Wertheimer, Elvis Presley’i ilk gördüğü zaman edindiği izlenimi gayet net anımsıyor: “Manhattan’da CBS Stüdyolarının arka tarafında küçük bir odaya almışlardı beni. Odada orta yaşlarında bir adam; -Presley’in menajeri Tom Parker-, ve de gencecik bir delikanlı olan Elvis vardı. Elvis bacaklarını masanın üzerine uzatmıştı, çorapları iyice görünüyordu. Elvis bana bakmaksızın ‘Tabii, niye olmasın?’ dedi. Oldukça sessiz ve içine kapanık bir kişiydi. Eğer kendisine sormazsanız, hiç kimseye hiçbir şey anlatmazdı.”
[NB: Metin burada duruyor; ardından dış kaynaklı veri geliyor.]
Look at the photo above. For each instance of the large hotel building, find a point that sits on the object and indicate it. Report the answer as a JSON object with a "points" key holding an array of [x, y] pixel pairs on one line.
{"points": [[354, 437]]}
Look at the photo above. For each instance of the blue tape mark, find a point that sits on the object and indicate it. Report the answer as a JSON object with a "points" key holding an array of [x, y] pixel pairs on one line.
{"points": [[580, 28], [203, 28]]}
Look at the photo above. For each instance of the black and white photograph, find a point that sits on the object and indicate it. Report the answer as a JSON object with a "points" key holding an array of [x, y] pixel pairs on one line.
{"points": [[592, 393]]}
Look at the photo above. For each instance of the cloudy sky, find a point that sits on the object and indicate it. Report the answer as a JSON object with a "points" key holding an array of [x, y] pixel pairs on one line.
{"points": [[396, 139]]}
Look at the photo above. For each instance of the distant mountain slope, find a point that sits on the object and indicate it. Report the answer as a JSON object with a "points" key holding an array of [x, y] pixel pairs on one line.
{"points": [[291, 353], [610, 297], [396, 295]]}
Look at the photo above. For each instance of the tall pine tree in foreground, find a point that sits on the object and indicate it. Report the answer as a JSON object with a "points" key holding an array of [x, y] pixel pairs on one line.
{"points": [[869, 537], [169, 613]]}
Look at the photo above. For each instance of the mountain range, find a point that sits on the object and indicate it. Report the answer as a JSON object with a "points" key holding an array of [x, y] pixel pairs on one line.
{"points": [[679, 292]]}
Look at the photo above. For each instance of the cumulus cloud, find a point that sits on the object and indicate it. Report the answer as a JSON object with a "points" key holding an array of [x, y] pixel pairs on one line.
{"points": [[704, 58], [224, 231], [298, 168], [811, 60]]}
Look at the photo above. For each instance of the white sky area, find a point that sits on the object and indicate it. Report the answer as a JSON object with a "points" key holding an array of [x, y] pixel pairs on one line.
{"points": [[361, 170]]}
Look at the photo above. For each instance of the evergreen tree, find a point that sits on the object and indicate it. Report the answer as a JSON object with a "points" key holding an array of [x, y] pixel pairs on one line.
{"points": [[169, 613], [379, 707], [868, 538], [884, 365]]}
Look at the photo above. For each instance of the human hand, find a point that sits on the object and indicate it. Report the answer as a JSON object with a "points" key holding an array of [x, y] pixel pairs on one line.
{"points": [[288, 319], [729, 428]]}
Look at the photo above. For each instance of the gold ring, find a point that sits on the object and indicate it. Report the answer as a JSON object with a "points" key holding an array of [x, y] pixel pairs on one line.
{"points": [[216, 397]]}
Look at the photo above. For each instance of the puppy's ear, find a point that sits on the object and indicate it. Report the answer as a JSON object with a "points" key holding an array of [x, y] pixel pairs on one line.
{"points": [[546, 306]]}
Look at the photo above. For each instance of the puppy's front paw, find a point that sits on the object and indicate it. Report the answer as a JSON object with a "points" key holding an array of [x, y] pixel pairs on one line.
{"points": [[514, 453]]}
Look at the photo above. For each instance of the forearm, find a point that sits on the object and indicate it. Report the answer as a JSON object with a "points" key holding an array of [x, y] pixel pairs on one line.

Alfred Wertheimer’in Elvis’e bu denli yakın durabilmesi büyük başarıydı. “Presley’in kendisine yakınlaşmama izin vermesi büyük şanstı. Çünkü bu sayede onu samimiyetle yansıtabildim. Yanına çok yaklaşmanızı asla umursamazdı” diyen Wertheimer, çoğu zaman işini gizlice görüyordu. Örneğin Elvis’i merdiven boşluğunda bir kızı öperken izlemiş ve görüntülemişti. “Yalnız kalmayı isteyip ve kovabileceğini düşündüm önce. Ama bu anı kaçırmamalıydım. Daha da yaklaştım. Tırabzanlara tırmandım ve çektim” sözleri ile o ünlü fotoğrafları nasıl kaydettiği anlatıyor.
Alfred Wertheimer’in favori fotoğrafları Elvis’i bir tren yolculuğunda çektikleridir. “Yarı uyuklayan Presley’i sağ gözü açık, sol gözü kapalı yakaladım. Sanki ‘gözüm sende, dikkatli ol’ der gibi bir ifadeyle.”
Wertheimer uzun kariyeri süresince aralarında Liz Taylor, Nina Simone ve Leonard Bernstein olmak üzere birçok ünlünün fotoğraflarını çekti. Elvis Presley 1977’de yaşama veda ettiğinde fotoğraflarına büyük merak salındı ve çok değerli oldu. Bu merak günümüze dek süregeldi.